Google Groups no longer supports new Usenet posts or subscriptions. Historical content remains viewable.
Dismiss

graphing commits

5 views
Skip to first unread message

Nicholas Clark

unread,
Apr 4, 2009, 5:34:25 PM4/4/09
to perl5-...@perl.org
Are there any ready made git tools to graph commits?

In particular, I'm curious about the rate of commits (to blead, and in total)
over time, and the average size of commits, for the past five years.

Nicholas Clark

Demerphq

unread,
Apr 5, 2009, 4:23:32 AM4/5/09
to perl5-...@perl.org
2009/4/4 Nicholas Clark <ni...@ccl4.org>:

> Are there any ready made git tools to graph commits?
>
> In particular, I'm curious about the rate of commits (to blead, and in total)
> over time, and the average size of commits, for the past five years.

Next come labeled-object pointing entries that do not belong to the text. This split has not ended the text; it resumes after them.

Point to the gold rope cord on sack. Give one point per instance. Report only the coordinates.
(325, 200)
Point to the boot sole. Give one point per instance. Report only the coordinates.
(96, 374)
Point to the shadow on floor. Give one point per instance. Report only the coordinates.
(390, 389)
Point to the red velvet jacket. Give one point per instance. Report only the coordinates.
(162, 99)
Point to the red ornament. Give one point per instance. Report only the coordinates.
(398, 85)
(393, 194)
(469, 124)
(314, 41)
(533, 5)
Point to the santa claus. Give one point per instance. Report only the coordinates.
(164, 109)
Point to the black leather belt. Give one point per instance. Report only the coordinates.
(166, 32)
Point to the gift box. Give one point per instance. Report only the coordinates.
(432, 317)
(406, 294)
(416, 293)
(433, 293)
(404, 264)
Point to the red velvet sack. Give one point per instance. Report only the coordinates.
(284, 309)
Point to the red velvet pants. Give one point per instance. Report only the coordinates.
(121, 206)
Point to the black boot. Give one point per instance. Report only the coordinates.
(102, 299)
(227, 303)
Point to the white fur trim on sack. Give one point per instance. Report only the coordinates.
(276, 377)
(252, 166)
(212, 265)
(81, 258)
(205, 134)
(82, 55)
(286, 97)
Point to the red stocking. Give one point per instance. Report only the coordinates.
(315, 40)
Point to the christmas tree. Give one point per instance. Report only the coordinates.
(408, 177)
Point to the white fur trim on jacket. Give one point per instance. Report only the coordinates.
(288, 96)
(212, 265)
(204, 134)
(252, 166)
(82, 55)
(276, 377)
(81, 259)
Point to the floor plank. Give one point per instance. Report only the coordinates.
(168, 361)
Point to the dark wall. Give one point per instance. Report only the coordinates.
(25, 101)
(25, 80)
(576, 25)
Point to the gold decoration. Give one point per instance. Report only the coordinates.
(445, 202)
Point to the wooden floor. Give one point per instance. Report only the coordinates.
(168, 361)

It would be fairly straight forward to script something that generated
the raw data.

Yves


--
perl -Mre=debug -e "/just|another|perl|hacker/"

Gisle Aas

unread,
Apr 5, 2009, 5:02:07 AM4/5/09
to demerphq, perl5-...@perl.org
On Apr 5, 2009, at 10:23 , demerphq wrote:

> 2009/4/4 Nicholas Clark <ni...@ccl4.org>:
>> Are there any ready made git tools to graph commits?
>>
>> In particular, I'm curious about the rate of commits (to blead, and
>> in total)
>> over time, and the average size of commits, for the past five years.
>
> It would be fairly straight forward to script something that generated
> the raw data.

Since I worked on URI::GoogleChart recently, let me demonstrate with a
graphing example using it. Just need to enhance the module a bit so
that it's easier to get some labels on the Y-axis.

#!/usr/bin/perl

use strict;

my %count;
open(LOG, "git log --pretty=fuller --date=iso|") || die;
while (<LOG>) {
if (/^CommitDate:\s*(\d{4}-\d{2})/) {
$count{$1}++;
}
}

use URI::GoogleChart;
my $uri = URI::GoogleChart->new("lines", 500, 150,
title => "Blead commits per month",
data => [map $count{$_}, sort keys %count],
range_round => 1,
range_show => "left",
encoding => "s",
);

system("/usr/bin/open", $uri) if -x "/usr/bin/open";
print "$uri\n";
__END__

<http://chart.apis.google.com/chart?cht=lc&chs=500x150&chd=s:DEDDDEDDEEEDDDDEEEDDDDDDDDDEDEDEDDDEKLMDFIPMNKHLPOSSKIEOOJPHIQMINTiMNURKLXLHVHaVUWLPTouNQNRsPckdaVmim5lZnpxxqi720lYPMOJLQQVUYUfkZNNOONQKKMMJHJKMQJOQXiULPYZddZbeYMROOYXVYSXXTSQMVUTVcSNNMLJJLPQXdXRE&chtt=Blead+commits+per+month&chxr=0,-50,7e%2B02&chxt=y
>

Gisle Aas

unread,
Apr 5, 2009, 6:02:47 AM4/5/09
to perl5-...@perl.org

On Apr 5, 2009, at 11:02 , Gisle Aas wrote:

> On Apr 5, 2009, at 10:23 , demerphq wrote:
>
>> 2009/4/4 Nicholas Clark <ni...@ccl4.org>:
>>> Are there any ready made git tools to graph commits?
>>>
>>> In particular, I'm curious about the rate of commits (to blead,
>>> and in total)
>>> over time, and the average size of commits, for the past five years.
>>
>> It would be fairly straight forward to script something that
>> generated
>> the raw data.
>
> Since I worked on URI::GoogleChart recently, let me demonstrate with
> a graphing example using it. Just need to enhance the module a bit
> so that it's easier to get some labels on the Y-axis.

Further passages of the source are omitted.